Agé de 14 ans, selon l'armée et de 16 ans selon ses parents, interrogés par l'Agence France-presse, Houssane est le plus jeune kamikaze palestinien jamais interpellé par l'armée israélienne. Seuls quelques adolescents de 17 ans avaient jusqu'alors été recrutés par des groupes radicaux palestiniens. Houssane, décrit par son frère dans le quotidien israélien Haaretz comme "faible d'esprit" a alerté les soldats par son comportement suspect. Ces derniers avaient, en outre, reçu des informations sur un possible attentat. L'écolier, agissant pour le compte des Brigades des Martyrs Al-Aqsa, un groupuscule issu du Fatah, avait l'intention de se faire sauter au barrage. Il aurait pour ce faire reçu 20 euros. "Je voulais mourir en héros et rencontrer les 70 vierges promises au ciel", aurait-il déclaré aux soldats.

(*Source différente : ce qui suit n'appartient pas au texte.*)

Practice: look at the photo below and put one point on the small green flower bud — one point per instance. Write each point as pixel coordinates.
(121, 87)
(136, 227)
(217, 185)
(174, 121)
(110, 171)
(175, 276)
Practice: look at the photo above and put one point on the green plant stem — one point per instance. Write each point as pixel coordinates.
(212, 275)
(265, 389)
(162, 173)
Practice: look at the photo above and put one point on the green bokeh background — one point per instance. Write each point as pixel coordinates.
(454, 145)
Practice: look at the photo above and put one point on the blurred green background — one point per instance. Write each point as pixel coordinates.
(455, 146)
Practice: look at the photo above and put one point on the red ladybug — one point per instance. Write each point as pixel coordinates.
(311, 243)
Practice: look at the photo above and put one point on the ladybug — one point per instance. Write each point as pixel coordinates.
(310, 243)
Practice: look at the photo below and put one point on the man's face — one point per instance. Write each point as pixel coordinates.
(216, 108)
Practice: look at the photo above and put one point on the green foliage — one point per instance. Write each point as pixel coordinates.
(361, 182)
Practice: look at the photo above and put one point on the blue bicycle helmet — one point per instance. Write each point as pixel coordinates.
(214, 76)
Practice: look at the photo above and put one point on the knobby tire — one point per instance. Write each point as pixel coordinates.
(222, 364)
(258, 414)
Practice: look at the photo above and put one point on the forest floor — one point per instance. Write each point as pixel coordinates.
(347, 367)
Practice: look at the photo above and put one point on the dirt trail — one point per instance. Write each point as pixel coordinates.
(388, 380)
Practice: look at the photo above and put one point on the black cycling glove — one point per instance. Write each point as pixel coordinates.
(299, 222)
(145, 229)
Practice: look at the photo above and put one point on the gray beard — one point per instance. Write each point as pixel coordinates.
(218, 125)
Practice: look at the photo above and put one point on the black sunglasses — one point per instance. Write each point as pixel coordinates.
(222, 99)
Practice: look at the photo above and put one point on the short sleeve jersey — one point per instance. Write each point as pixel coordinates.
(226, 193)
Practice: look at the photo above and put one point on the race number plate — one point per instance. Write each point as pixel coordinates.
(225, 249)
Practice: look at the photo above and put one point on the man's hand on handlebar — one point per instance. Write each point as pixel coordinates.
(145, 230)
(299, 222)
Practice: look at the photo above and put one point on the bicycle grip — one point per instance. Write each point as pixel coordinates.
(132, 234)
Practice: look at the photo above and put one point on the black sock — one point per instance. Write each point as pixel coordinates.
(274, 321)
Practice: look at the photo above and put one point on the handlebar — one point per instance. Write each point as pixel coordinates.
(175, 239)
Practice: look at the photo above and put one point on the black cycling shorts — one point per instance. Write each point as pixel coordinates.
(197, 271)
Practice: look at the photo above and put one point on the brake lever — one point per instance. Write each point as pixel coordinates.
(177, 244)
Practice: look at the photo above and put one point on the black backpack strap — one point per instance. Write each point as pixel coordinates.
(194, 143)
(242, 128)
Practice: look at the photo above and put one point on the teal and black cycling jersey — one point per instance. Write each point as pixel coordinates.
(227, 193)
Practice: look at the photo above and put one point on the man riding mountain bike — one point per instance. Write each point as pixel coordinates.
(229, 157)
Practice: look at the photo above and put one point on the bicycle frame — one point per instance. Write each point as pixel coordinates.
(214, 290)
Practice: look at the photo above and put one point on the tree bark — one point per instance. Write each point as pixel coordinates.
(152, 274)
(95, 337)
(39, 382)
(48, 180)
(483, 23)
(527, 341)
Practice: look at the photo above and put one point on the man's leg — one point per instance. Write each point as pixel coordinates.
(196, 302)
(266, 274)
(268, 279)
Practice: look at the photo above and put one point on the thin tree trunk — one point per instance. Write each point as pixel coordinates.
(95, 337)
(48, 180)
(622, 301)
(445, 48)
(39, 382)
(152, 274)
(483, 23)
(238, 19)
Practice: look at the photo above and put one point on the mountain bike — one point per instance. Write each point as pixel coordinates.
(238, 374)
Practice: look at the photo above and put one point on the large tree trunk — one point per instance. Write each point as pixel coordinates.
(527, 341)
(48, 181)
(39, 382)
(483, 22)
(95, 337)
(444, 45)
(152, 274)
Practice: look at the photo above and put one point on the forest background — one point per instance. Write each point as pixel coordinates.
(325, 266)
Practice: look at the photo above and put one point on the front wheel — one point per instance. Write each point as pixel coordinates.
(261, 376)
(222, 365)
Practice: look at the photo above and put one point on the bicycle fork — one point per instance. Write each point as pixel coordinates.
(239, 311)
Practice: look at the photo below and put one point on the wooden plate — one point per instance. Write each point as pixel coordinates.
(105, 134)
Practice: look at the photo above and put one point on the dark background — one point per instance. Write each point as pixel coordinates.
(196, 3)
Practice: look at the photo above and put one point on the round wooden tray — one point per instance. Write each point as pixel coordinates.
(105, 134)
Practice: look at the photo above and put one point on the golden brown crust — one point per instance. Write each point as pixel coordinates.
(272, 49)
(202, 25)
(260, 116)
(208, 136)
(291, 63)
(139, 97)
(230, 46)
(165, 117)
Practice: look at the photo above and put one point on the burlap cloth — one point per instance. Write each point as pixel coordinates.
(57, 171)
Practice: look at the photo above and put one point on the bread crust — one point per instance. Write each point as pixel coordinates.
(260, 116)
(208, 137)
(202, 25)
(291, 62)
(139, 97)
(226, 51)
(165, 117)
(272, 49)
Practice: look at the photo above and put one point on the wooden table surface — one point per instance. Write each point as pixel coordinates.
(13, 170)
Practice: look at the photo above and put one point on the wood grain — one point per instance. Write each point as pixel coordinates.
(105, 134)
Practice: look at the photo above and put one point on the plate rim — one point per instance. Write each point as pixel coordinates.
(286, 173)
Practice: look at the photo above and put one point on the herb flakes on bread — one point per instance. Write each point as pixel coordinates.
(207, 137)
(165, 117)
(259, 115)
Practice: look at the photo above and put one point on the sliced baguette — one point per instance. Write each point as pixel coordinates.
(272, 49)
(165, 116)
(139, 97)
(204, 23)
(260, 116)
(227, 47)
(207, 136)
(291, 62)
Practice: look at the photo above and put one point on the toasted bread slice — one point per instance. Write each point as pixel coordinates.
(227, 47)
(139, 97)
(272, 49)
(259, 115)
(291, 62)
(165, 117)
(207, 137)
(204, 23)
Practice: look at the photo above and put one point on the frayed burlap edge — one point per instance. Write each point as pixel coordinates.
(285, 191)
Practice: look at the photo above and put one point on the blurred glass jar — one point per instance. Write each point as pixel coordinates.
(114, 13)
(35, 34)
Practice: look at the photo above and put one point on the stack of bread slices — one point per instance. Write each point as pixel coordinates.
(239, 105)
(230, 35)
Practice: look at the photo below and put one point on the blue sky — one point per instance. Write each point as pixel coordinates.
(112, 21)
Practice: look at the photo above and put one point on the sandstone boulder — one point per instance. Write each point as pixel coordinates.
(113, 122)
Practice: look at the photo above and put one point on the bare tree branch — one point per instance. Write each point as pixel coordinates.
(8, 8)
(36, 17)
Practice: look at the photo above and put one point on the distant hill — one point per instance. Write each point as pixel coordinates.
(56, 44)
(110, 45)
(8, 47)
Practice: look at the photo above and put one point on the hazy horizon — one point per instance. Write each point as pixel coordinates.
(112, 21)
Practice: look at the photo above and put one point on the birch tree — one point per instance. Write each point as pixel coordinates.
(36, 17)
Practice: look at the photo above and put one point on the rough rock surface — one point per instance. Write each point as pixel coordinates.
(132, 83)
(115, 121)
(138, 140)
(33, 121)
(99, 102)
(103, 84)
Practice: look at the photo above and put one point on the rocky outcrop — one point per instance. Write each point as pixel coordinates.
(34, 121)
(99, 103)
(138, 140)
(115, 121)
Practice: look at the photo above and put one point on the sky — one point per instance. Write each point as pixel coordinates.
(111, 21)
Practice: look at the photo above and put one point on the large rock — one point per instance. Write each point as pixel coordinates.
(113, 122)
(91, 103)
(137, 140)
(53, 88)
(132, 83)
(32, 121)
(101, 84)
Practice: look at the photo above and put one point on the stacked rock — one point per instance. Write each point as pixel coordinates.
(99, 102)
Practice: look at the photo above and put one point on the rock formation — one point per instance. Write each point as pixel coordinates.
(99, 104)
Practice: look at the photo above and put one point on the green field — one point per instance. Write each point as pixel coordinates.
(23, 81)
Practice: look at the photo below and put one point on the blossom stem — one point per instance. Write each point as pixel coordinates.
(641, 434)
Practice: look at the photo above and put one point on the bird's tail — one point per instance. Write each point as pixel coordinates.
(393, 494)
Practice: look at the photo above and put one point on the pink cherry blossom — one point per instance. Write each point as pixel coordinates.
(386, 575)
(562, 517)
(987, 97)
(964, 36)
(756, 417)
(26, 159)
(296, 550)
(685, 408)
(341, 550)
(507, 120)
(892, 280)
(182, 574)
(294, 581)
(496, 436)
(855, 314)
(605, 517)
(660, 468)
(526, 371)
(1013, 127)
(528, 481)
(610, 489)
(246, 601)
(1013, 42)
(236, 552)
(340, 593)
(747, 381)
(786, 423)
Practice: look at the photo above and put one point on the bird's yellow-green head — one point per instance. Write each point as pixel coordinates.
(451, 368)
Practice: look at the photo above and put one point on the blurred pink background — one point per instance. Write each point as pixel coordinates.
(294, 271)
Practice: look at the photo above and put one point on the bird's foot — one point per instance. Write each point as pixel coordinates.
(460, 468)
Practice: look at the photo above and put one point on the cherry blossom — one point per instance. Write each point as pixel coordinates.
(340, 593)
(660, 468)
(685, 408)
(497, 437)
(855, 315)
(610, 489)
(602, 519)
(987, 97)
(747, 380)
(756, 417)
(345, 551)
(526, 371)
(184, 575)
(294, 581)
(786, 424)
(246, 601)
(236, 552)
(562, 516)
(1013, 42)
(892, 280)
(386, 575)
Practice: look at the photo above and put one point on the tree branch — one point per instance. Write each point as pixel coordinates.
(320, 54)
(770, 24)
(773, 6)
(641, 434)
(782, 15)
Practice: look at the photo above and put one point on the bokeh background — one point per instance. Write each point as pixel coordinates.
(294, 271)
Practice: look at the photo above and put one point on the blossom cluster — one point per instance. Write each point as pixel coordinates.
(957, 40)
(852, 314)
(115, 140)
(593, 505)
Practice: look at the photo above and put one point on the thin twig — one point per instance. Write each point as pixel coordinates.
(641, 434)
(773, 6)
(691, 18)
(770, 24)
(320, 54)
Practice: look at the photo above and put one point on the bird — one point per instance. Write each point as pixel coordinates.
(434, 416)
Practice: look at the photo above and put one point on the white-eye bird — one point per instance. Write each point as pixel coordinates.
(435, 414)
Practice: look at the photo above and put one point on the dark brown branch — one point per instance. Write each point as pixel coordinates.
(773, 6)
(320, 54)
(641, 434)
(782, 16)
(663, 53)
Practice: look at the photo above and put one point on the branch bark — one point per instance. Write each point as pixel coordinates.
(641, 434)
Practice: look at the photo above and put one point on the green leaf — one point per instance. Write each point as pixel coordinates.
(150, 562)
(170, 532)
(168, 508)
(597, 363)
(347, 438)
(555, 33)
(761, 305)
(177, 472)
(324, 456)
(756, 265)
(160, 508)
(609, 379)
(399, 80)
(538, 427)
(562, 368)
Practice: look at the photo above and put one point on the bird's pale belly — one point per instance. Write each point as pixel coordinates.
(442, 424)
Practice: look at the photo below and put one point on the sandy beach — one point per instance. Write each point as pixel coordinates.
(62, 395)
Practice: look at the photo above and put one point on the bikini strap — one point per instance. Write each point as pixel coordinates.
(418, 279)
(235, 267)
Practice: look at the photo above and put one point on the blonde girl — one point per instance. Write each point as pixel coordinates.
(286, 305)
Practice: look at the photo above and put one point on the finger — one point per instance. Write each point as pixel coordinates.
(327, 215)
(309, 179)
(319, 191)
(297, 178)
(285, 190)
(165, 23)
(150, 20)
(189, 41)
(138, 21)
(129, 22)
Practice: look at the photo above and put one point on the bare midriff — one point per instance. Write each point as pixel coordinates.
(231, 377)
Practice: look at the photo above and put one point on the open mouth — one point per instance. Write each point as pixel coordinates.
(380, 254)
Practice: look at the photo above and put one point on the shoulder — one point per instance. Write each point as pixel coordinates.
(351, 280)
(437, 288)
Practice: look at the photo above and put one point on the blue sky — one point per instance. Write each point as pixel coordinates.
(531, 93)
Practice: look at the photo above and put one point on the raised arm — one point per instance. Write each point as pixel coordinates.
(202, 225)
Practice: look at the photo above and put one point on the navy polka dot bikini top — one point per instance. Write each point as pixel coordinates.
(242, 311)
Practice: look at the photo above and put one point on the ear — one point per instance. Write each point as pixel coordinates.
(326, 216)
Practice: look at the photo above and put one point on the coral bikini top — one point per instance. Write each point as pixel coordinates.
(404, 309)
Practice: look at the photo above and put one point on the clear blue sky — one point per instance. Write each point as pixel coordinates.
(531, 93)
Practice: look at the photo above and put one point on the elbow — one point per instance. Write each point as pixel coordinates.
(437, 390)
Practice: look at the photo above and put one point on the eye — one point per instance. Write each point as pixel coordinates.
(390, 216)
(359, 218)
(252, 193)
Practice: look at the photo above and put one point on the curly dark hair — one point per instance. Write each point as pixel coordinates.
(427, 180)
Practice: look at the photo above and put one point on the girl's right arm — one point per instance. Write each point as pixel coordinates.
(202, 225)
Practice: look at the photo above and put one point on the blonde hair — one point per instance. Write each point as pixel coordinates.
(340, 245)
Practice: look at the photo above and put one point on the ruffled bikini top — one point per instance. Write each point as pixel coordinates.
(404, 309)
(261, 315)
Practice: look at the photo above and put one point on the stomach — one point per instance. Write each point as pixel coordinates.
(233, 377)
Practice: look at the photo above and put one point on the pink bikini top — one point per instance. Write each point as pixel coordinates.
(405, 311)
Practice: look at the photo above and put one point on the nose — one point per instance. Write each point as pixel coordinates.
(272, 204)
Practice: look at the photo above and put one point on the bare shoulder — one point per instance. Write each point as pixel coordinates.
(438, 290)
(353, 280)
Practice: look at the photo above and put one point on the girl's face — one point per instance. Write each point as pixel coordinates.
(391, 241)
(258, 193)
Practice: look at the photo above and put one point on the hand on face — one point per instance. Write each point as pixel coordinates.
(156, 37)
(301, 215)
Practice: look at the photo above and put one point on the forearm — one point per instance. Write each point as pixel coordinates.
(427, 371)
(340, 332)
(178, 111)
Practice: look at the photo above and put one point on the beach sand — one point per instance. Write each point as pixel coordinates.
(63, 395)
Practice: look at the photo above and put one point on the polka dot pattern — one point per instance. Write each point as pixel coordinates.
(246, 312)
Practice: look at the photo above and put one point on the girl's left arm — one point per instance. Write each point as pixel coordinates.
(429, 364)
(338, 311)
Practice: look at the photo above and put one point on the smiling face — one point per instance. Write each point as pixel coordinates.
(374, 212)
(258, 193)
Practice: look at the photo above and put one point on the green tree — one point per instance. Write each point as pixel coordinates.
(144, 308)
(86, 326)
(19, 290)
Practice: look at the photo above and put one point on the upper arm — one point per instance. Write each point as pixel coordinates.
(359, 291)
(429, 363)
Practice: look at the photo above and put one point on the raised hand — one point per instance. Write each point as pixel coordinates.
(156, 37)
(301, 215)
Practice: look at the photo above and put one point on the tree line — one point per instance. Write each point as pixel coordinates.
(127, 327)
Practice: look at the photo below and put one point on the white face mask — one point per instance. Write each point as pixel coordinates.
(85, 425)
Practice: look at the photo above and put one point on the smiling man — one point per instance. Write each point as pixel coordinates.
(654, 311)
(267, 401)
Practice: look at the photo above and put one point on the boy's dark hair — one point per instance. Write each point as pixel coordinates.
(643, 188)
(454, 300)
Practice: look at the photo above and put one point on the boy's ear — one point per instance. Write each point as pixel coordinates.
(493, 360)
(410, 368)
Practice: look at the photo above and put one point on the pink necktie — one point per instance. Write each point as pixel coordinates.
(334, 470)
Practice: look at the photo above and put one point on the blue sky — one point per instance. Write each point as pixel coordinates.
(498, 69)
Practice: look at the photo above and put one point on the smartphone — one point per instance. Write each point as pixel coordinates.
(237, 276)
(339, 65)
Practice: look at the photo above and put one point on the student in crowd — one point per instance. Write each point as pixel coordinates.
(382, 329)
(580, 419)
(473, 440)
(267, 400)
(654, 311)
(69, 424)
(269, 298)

FAUSSES CEINTURES D'EXPLOSIFSCet incident intervient huit jours après l'arrestation, à ce même barrage, d'un enfant palestinien de 12 ans qui transportait, à son insu, une bombe placée dans un sac de sport. Le jeune Abdoullah, également originaire de Naplouse, avait été chargé "par un homme de 35 ans" de confier le bagage à une femme l'attendant de l'autre côté du barrage. L'homme lui avait versé un euro, la somme habituelle remise à ces jeunes garçons qui, à tous les barrages de Cisjordanie, aident les personnes âgées ou lourdement chargées à transporter leurs affaires.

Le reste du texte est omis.